Neighbour, remember when Stevie and George did that back in 1985? This was the song that played in my head while reading bell hooks’s All About Love: New Visions.

The book is a call for love, in our personal lives and in society as a whole. Love is needed as the thread that runs through the garment we dress the world in. bell hooks lays out 13 chapters of how and why we should redefine love, where we learn how to love and be loved, the benefits of a society that runs on a fuel of love, and so much more.

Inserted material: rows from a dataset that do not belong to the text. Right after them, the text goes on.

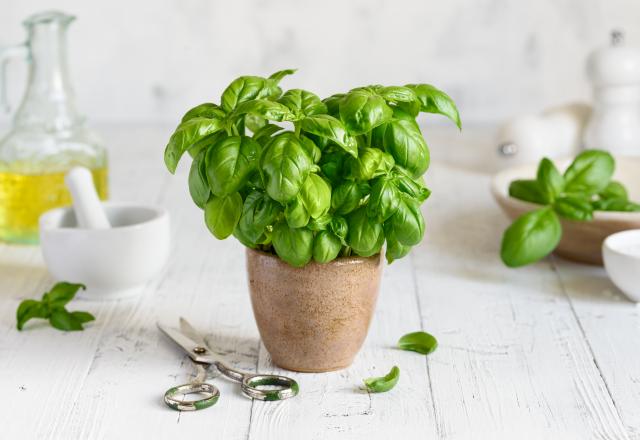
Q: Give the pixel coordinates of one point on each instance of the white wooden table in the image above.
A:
(550, 351)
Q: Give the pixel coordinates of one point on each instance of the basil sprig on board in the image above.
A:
(309, 178)
(53, 307)
(586, 186)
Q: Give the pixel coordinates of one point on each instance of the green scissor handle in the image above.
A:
(210, 392)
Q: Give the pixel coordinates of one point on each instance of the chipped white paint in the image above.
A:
(549, 351)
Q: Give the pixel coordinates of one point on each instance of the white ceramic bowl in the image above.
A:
(621, 255)
(112, 263)
(581, 241)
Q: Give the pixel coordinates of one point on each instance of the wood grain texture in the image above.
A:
(548, 351)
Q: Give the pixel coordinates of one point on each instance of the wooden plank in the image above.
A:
(611, 324)
(513, 361)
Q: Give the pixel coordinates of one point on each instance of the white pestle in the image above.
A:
(86, 204)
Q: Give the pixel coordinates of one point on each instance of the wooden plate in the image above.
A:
(581, 241)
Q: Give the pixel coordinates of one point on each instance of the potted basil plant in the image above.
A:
(313, 188)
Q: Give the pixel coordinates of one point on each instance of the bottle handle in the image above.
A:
(6, 54)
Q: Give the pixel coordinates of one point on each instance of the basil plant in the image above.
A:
(309, 178)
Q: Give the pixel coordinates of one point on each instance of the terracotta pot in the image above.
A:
(315, 318)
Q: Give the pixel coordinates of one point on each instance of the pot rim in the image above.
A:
(340, 261)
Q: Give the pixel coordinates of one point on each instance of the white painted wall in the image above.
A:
(148, 60)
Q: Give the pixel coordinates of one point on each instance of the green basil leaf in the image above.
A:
(258, 212)
(365, 236)
(302, 102)
(362, 111)
(346, 197)
(419, 342)
(330, 128)
(270, 110)
(527, 190)
(244, 89)
(550, 181)
(221, 214)
(296, 214)
(198, 185)
(384, 383)
(410, 186)
(311, 148)
(404, 141)
(285, 165)
(614, 190)
(531, 237)
(315, 194)
(395, 249)
(408, 222)
(370, 163)
(63, 320)
(384, 199)
(187, 134)
(326, 247)
(589, 173)
(574, 208)
(206, 110)
(29, 309)
(63, 292)
(397, 94)
(229, 164)
(82, 317)
(620, 205)
(277, 76)
(293, 245)
(436, 101)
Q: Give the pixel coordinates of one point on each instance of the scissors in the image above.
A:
(280, 387)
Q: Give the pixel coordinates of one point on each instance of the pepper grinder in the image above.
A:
(614, 124)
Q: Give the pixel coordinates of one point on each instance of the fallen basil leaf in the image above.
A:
(384, 383)
(419, 342)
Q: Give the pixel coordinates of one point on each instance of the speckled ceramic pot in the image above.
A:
(315, 318)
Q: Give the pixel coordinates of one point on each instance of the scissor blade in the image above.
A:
(188, 330)
(187, 344)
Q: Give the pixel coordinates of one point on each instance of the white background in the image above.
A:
(149, 60)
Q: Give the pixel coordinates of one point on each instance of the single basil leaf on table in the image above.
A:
(229, 163)
(293, 245)
(365, 236)
(28, 309)
(187, 134)
(221, 214)
(550, 181)
(404, 141)
(589, 173)
(574, 208)
(62, 292)
(614, 190)
(420, 342)
(315, 194)
(328, 127)
(527, 190)
(296, 214)
(198, 185)
(206, 110)
(326, 247)
(285, 165)
(384, 383)
(433, 100)
(362, 111)
(63, 320)
(532, 236)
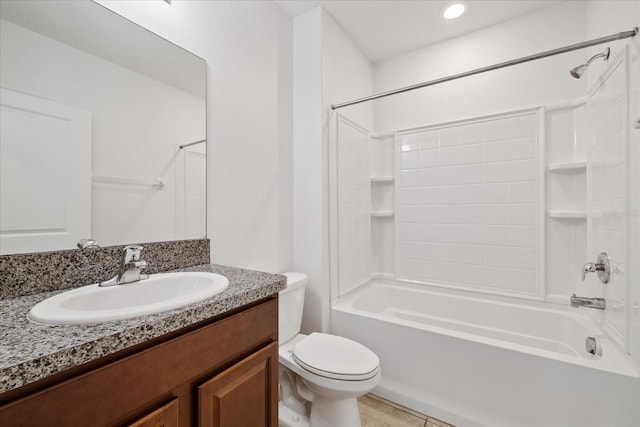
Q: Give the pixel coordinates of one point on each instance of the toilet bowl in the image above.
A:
(321, 375)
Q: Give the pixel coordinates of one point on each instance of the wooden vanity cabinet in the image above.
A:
(223, 373)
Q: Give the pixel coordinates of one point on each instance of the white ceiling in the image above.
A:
(385, 28)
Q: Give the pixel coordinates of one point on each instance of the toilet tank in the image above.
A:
(290, 305)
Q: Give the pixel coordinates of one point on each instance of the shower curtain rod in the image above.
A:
(192, 143)
(613, 37)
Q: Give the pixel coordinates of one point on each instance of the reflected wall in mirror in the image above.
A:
(94, 109)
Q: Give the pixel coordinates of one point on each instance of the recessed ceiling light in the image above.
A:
(454, 10)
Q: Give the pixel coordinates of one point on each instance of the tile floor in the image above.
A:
(378, 412)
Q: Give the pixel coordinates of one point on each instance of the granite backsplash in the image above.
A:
(32, 273)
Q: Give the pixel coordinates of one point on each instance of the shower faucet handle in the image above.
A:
(602, 267)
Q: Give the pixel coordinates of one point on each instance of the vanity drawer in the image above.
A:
(127, 389)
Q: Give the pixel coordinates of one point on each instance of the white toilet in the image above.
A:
(321, 375)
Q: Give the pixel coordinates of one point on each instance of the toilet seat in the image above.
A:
(335, 357)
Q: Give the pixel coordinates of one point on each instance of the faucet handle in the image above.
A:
(132, 253)
(602, 267)
(589, 267)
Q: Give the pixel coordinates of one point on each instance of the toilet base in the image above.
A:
(324, 413)
(289, 418)
(334, 412)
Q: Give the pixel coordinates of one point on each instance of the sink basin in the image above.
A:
(160, 292)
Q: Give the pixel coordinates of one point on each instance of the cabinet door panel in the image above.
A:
(242, 395)
(165, 416)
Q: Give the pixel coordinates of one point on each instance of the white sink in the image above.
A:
(160, 292)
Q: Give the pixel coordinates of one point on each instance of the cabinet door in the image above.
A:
(165, 416)
(244, 394)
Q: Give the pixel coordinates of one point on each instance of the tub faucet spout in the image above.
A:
(597, 303)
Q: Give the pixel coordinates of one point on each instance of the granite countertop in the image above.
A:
(31, 352)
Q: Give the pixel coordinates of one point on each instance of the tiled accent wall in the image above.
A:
(609, 209)
(27, 274)
(467, 204)
(354, 204)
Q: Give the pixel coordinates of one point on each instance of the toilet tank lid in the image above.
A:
(295, 279)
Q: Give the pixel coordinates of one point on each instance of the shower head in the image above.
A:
(577, 72)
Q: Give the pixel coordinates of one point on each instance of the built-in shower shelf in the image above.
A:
(381, 179)
(382, 214)
(566, 214)
(567, 166)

My favourite chapter was on how childhood is the original school of love. She dives into the way the patterns of love in our childhood affect us as adults. She challenges the idea of placing abuse and love in the same room and explains how the two cannot co-exist.

It made me think of how some of us in our childhoods, getting a beating for punishment was a way our elders showed us they loved and cared, doing it to steer us in the right direction. hooks offers an alternative, a method of discipline that is loving in its nature.

She also discusses lying in its different forms and how it is used as a form of power, and that it falls outside of the practice of love. She encourages us to commit to living by a love ethic, detailing the benefits of doing so and how that can transform our lives for the good.

The book is packed with so many ways that love reaches into so many spaces of our lives, and how we do things that get in its way. She talks about community, forgiveness, racism, sexism, and how love can be such a transformative force.

With all that we witness around us, there were parts of the book that sounded like unreachable tasks, or rather things we can only hope for. However, hooks is confident that by making certain changes, we can return to love and in these thirteen chapters she tells us how we can love again.

Happy reading, Neighbour. 😊

The Power of Namina Forna’s ‘The Gilded Ones’

If you’re into African fantasy, say “Aye!”

It’s the Ritual of Purity and sixteen-year-old Deka is nervous, anxious, and excited about this monumental ceremony where girls her age are to have their purity tested. Being proven to be pure means being eligible to be married and have a family.

Something else takes place on this day, the arrival of the deathshrieks and the discovery of who Deka is. This is followed by torture beyond her imagination, as well as watching the people she loves turn against her because of who and what she is. Discovering her state as an “alaki”, an impure creature, unwanted by all “normal” people has implications that she herself does not understand. After being recruited to kill the deathshrieks, the road leads to finding herself, discovering her strength and her power.

When I started reading it I got Children of Blood and Bone vibes, and the deathshrieks reminded me of the dementors in Harry Potter. Reading on, I found that The Gilded Ones is its own story, there are no wizards here but some powerful girls and women who are going to rewrite history.

I love the feminist theme in this book. Girls and women are taught that their significance is to serve men. The story brings patriarchal ideas to the fore, breaks them down, and challenges them. We see, for example, the way patriarchal values are knit into religious practices as a way to control and subdue girls and women.

I absolutely loved the way the girls realise their power and the taking back of the power that was taken away from them by the men who wrote history for their own agendas. Another important element in this book is the power of friendships, sisterhood to be precise. Other important themes in the story are misogyny, xenophobia, child soldiers, and trauma.

The only thing I would criticize is the pace. The story drags for over two hundred pages, and you have to have the patience to get there. Ahead though, lies adventure and excitement, as well as a satisfying end.